Why this is happening
Safe-haven demand is still driving flows
Geopolitics and macro uncertainty have kept precious metals in focus, with gold and silver elevated around record territory.
Silver is not just a “mini gold” anymore
A growing share of silver demand is industrial, with estimates around 60% tied to industry rather than purely investment demand. That makes silver more sensitive to the global growth narrative, tech capex cycles, and energy infrastructure spending.
Liquidity is the real volatility engine
Silver markets are thinner than gold. One proxy: London gold trading volumes were reported as several times larger than silver, which helps explain why silver tends to gap and whip around during crowded trades.
Why it matters for the UK
If you are buying in GBP, volatility matters more than the headline price.

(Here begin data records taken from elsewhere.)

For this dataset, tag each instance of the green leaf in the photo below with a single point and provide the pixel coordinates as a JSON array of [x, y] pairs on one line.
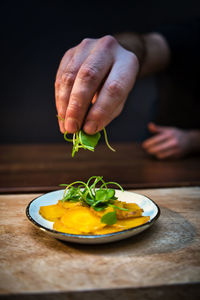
[[89, 141], [102, 194], [109, 218]]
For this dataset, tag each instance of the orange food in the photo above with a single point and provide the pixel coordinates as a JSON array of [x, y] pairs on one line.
[[75, 218]]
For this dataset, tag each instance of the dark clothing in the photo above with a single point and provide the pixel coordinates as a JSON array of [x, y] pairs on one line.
[[179, 87]]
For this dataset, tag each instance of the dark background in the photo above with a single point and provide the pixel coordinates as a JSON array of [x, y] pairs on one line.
[[34, 37]]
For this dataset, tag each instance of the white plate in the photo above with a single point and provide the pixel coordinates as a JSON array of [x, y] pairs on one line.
[[150, 209]]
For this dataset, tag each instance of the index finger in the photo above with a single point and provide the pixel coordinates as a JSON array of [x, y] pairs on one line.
[[88, 80]]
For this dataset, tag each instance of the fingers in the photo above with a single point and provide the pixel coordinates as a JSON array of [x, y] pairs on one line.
[[89, 77], [113, 94], [66, 75], [98, 71]]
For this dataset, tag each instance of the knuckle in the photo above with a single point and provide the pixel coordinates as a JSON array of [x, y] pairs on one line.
[[75, 105], [68, 78], [86, 42], [100, 113], [88, 73], [174, 142], [118, 111], [108, 41], [57, 84], [115, 89]]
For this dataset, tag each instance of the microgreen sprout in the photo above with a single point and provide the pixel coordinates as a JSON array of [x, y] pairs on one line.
[[82, 140], [97, 198]]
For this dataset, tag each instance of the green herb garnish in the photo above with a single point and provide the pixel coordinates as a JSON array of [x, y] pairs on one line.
[[97, 198], [82, 140]]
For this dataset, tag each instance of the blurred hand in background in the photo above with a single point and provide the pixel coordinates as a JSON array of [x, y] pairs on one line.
[[171, 142]]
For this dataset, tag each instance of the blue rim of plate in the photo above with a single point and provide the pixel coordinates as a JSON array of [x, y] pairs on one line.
[[81, 236]]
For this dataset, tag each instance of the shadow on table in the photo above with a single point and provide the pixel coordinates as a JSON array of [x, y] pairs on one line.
[[171, 232]]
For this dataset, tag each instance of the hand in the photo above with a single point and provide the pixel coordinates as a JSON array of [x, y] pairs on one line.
[[168, 142], [98, 69]]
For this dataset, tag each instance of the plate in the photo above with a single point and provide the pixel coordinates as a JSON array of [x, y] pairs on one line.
[[150, 209]]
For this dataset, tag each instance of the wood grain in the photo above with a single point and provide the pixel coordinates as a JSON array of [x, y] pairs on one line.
[[40, 168], [165, 255]]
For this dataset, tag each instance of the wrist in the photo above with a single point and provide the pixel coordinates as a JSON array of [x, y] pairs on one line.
[[134, 43]]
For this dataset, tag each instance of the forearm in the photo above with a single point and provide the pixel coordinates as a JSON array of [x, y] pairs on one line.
[[151, 49]]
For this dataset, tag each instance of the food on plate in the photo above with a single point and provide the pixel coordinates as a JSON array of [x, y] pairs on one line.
[[86, 209]]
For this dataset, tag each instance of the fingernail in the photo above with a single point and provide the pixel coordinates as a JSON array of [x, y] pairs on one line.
[[71, 125], [91, 127]]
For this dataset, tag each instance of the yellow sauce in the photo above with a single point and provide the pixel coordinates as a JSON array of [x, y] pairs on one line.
[[75, 218]]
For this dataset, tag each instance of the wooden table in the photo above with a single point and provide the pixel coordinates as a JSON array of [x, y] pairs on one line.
[[40, 168], [160, 263]]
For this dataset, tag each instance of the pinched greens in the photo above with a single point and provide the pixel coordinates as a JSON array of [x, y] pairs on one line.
[[97, 198], [82, 140]]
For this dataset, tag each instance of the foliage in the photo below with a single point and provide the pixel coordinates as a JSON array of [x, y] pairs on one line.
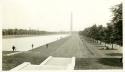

Physical silver usually carries bigger spreads than gold, and those spreads can widen when prices move quickly.
Fast moves can trigger poor fills on ETFs or leveraged products, especially around major macro events.
When silver is treated as a high-beta precious metal, it can drop even while the longer-term story stays intact.
What to watch next
The next “volatility day”: if silver is making 2-way moves of 5% to 10% in a session, that often signals a market that is crowded and fragile.
Gold versus silver behaviour: if gold holds steady while silver swings, that is a clue the move is positioning and liquidity, not a fundamental break.
Macro catalysts: central bank signals and risk sentiment can amplify these moves quickly in metals.